I believe the totality of my work attests to my ideals and I continue to grow every day.


Reid has been apologizing since the first homophobic and transphobic blog posts were exposed in December 2017. Unfortunately for her, similar posts came to light in April. Reid blamed the posts on a shadowy hacker—a claim she eventually abandoned because the cybersecurity expert she hired could not prove that a hacking occurred. She then apologized again for her previously bigoted views, while still insisting that she didn’t remember writing some of the posts.


MSNBC responded Friday after the latest blog discoveries.

“Some of the things written by Joy on her old blog are obviously hateful and hurtful,” the network said, BuzzFeed reports. “They are not reflective of the colleague and friend we have known at MSNBC for the past seven years. Joy has apologized publicly and privately and said she has grown and evolved in the many years since, and we know this to be true.”

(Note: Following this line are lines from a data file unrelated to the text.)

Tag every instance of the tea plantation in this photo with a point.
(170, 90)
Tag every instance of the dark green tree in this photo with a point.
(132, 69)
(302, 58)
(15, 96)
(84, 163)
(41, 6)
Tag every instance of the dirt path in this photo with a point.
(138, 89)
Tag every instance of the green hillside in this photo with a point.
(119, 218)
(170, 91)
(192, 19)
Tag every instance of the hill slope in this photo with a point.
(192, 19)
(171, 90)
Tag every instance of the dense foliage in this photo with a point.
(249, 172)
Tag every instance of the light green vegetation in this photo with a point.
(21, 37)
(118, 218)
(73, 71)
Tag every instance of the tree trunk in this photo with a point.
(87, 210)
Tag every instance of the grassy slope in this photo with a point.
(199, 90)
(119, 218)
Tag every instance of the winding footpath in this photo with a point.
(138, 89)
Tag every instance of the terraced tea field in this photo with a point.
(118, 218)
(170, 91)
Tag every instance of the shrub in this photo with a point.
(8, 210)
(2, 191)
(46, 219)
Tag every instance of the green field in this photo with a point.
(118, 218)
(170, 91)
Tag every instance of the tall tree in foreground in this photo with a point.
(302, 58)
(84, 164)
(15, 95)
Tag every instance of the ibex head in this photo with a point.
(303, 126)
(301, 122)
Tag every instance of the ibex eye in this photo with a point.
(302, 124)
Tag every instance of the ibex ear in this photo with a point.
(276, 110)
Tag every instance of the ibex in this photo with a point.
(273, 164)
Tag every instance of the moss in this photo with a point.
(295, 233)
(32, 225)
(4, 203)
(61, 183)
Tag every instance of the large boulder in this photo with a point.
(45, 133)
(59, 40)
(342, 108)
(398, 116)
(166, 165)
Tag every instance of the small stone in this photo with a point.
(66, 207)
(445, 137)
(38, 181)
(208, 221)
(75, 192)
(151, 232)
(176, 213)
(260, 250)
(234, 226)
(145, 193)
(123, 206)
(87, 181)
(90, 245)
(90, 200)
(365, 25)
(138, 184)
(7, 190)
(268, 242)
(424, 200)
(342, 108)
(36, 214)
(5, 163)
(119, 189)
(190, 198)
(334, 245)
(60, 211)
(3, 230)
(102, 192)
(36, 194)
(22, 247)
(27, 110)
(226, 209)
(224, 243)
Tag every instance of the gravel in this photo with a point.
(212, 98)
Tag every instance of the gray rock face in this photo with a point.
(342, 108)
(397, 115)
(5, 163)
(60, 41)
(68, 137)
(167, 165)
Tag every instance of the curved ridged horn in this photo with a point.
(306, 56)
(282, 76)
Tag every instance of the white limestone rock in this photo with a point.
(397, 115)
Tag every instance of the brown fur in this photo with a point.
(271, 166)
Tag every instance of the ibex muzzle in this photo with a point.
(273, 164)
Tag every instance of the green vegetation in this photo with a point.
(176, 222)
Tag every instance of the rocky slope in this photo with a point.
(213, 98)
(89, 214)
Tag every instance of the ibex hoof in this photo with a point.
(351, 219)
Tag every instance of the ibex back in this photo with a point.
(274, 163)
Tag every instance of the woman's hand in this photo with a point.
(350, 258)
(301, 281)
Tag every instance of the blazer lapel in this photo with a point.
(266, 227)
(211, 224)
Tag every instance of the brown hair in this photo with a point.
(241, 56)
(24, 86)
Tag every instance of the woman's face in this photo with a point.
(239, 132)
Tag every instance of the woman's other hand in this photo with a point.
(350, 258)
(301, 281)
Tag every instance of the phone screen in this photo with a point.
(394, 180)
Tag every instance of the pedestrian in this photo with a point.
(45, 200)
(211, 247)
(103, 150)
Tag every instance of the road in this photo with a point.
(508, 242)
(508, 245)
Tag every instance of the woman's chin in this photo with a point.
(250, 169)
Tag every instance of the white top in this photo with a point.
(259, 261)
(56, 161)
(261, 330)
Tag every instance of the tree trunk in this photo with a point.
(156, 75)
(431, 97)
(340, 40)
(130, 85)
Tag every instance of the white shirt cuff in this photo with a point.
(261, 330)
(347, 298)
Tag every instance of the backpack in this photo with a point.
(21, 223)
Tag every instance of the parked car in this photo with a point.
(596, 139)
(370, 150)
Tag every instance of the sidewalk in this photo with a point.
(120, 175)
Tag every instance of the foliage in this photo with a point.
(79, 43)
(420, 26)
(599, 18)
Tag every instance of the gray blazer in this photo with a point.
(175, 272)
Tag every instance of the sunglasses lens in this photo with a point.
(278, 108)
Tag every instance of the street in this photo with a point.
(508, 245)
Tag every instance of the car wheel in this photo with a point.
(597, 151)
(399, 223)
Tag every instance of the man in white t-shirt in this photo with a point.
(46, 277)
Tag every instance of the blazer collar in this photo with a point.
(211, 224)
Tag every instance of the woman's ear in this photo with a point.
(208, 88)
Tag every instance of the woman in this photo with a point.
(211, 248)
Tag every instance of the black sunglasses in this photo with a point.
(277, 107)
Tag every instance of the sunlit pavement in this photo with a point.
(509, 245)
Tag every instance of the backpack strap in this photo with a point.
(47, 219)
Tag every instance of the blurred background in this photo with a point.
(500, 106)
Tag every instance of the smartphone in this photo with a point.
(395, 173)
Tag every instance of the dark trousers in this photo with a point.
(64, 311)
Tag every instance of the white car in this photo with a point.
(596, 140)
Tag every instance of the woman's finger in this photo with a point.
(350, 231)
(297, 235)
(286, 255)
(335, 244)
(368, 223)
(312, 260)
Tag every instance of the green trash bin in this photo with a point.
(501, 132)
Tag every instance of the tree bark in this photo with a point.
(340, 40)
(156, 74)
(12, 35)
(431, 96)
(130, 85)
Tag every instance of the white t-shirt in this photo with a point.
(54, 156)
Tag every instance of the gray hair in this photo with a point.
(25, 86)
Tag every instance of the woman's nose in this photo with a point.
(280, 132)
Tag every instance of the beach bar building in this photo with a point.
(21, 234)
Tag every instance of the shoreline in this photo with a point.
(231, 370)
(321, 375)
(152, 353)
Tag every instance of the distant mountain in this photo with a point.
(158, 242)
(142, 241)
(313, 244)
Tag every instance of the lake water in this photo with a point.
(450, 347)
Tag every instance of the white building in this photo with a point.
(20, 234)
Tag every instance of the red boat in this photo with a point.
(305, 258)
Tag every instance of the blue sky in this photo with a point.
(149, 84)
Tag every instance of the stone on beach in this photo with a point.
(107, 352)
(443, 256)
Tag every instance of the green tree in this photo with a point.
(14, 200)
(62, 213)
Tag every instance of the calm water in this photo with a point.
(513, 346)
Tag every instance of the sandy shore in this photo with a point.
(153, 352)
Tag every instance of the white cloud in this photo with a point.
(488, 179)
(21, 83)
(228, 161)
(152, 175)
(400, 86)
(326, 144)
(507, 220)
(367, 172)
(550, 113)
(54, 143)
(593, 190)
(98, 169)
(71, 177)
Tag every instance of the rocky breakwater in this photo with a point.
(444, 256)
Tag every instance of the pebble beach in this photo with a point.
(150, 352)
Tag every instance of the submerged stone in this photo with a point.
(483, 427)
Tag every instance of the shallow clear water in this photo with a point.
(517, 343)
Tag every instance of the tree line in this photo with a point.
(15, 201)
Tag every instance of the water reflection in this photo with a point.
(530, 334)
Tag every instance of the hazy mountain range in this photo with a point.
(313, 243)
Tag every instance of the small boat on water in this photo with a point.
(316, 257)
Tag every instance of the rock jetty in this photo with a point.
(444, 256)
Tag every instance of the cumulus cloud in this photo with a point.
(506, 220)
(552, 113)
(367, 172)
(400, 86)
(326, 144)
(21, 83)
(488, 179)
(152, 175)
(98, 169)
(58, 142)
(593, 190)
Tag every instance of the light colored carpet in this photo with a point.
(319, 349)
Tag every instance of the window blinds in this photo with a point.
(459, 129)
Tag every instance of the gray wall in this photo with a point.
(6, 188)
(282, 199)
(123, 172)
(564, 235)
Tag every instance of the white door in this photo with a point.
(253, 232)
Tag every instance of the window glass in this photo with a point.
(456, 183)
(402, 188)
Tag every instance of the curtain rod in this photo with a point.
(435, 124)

Mother. Wife. Writer. Journalist. Bubber's Daughter.



Oh boy.

I’m of a few minds. Mind one, Joy Reid’s voice is a strong and needed one in the world of 2018. I find her commentary witty, insightful, and generally appreciate what she has to offer.

Mind two, someone’s clearly got it out for her. Many someones. I don’t buy the hacking angle for a second, seriously “I was hacked” as an excuse is pretty pathetic, but this digging is clearly motivated by ideology and likely gender and race.

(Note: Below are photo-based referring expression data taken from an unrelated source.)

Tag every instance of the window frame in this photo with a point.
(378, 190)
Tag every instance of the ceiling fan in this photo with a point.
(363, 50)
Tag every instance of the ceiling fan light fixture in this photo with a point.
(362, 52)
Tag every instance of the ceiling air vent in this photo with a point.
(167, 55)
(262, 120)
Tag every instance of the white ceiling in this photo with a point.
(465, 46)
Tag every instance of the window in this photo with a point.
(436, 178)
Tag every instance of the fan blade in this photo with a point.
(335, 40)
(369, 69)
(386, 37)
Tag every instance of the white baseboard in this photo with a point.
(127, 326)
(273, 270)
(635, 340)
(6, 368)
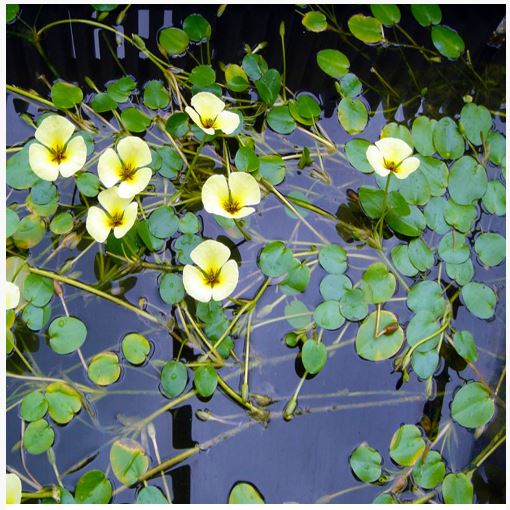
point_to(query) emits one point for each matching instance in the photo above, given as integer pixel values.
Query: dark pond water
(351, 400)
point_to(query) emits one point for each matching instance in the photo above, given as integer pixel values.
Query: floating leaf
(128, 461)
(390, 339)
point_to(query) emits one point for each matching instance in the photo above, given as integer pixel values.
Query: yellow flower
(391, 155)
(209, 114)
(57, 152)
(128, 166)
(11, 295)
(215, 277)
(229, 198)
(120, 216)
(12, 489)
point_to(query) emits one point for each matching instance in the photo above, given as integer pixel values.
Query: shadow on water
(306, 458)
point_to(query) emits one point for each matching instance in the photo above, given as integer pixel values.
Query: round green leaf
(245, 493)
(66, 95)
(93, 488)
(366, 28)
(66, 334)
(34, 406)
(174, 378)
(174, 40)
(490, 248)
(135, 348)
(457, 489)
(447, 41)
(104, 368)
(429, 472)
(366, 463)
(333, 62)
(406, 445)
(128, 461)
(205, 381)
(479, 299)
(384, 346)
(38, 437)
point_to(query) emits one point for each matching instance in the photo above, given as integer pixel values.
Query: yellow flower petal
(54, 131)
(376, 160)
(394, 150)
(12, 295)
(195, 284)
(210, 255)
(109, 168)
(198, 121)
(135, 184)
(98, 224)
(112, 202)
(207, 105)
(244, 188)
(128, 220)
(41, 162)
(75, 157)
(134, 152)
(12, 489)
(227, 121)
(228, 278)
(407, 167)
(215, 194)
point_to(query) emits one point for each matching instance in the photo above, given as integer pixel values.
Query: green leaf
(245, 493)
(128, 461)
(406, 445)
(472, 405)
(197, 28)
(387, 14)
(464, 344)
(66, 334)
(38, 437)
(430, 472)
(377, 348)
(104, 368)
(268, 86)
(453, 248)
(280, 120)
(173, 40)
(333, 62)
(33, 406)
(366, 463)
(447, 41)
(205, 381)
(93, 488)
(467, 181)
(448, 141)
(155, 95)
(314, 21)
(333, 286)
(479, 299)
(66, 95)
(457, 489)
(327, 315)
(353, 305)
(353, 115)
(426, 14)
(174, 378)
(490, 248)
(135, 120)
(135, 348)
(378, 284)
(366, 28)
(63, 402)
(275, 259)
(150, 495)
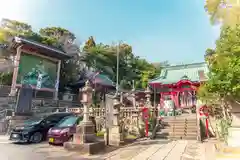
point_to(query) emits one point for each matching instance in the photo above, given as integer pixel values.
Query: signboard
(39, 81)
(109, 111)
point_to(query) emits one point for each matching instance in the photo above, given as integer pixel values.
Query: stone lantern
(148, 96)
(84, 140)
(133, 97)
(115, 134)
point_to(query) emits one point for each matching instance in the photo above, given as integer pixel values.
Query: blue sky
(159, 30)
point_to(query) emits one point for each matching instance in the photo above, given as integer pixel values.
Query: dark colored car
(34, 130)
(64, 130)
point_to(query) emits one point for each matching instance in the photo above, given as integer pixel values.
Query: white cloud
(15, 9)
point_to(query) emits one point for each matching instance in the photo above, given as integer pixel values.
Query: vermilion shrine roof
(195, 72)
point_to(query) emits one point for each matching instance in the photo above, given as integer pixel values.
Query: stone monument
(115, 133)
(234, 130)
(85, 140)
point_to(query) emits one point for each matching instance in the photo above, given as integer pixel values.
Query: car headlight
(20, 128)
(50, 130)
(66, 130)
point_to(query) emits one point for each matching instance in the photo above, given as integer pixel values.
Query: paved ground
(141, 150)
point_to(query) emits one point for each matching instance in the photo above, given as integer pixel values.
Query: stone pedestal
(234, 130)
(85, 140)
(115, 137)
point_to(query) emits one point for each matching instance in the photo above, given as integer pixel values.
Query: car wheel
(70, 139)
(36, 137)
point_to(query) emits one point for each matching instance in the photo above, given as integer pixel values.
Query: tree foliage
(132, 69)
(96, 56)
(224, 67)
(225, 11)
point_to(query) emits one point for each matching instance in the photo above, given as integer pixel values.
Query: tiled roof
(103, 80)
(194, 72)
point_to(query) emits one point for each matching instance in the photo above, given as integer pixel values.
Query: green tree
(225, 11)
(131, 68)
(60, 37)
(224, 65)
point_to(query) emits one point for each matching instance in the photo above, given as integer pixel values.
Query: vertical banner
(39, 81)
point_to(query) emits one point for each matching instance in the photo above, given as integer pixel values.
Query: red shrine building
(179, 83)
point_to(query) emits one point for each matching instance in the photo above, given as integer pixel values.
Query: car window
(67, 121)
(54, 118)
(79, 120)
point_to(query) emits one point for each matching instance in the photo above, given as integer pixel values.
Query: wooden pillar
(15, 71)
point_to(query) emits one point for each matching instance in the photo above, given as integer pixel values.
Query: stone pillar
(85, 130)
(115, 135)
(234, 130)
(133, 98)
(84, 140)
(148, 97)
(15, 71)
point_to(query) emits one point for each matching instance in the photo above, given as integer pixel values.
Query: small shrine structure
(37, 65)
(179, 83)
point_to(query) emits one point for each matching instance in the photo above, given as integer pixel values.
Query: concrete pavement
(140, 150)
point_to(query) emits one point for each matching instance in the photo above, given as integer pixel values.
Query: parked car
(34, 130)
(64, 130)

Mind three, despite the obvious source of the digging, this is all really hurting her credibility and voice in a way that I don’t know she can really endure. Her initial evasion, later silence and reluctance to really come out and reckon with this, in depth and at length is hurting her more than anything, I think.

Mind the fourth, and I think most important: We’re entering into a time in which it will quickly become impossible for anyone to have a spotless record. Everyone’s been an asshole to someone and thanks to the internet, social media, etc, it’s better documented than ever before. Most of us have probably done and said some ignorant shit that we wouldn’t want hanging over our whole futures. This sort of thing is only going to happen more often in the future, and pretty soon we’ll hit a point where we’re going to have to figure out just what we do and don’t hold against people from their online histories.

I mean, I was loudly wrong about a lot of shit in my youth. If someone were to dig up chat logs from when I was 16 and talking purely out of my ass about gender, for instance, I’d look like a monster. But that’s not me anymore, that’s fully half my life ago. I don’t think any of this stuff is Joy Reid anymore, either, though she was older when she wrote it. People grow. To hold our adult lives hostage by the words of our incomplete selves is unnecessarily cruel. I don’t know where to draw this line. I don’t know if anyone knows. But we should think about it and keep it in mind.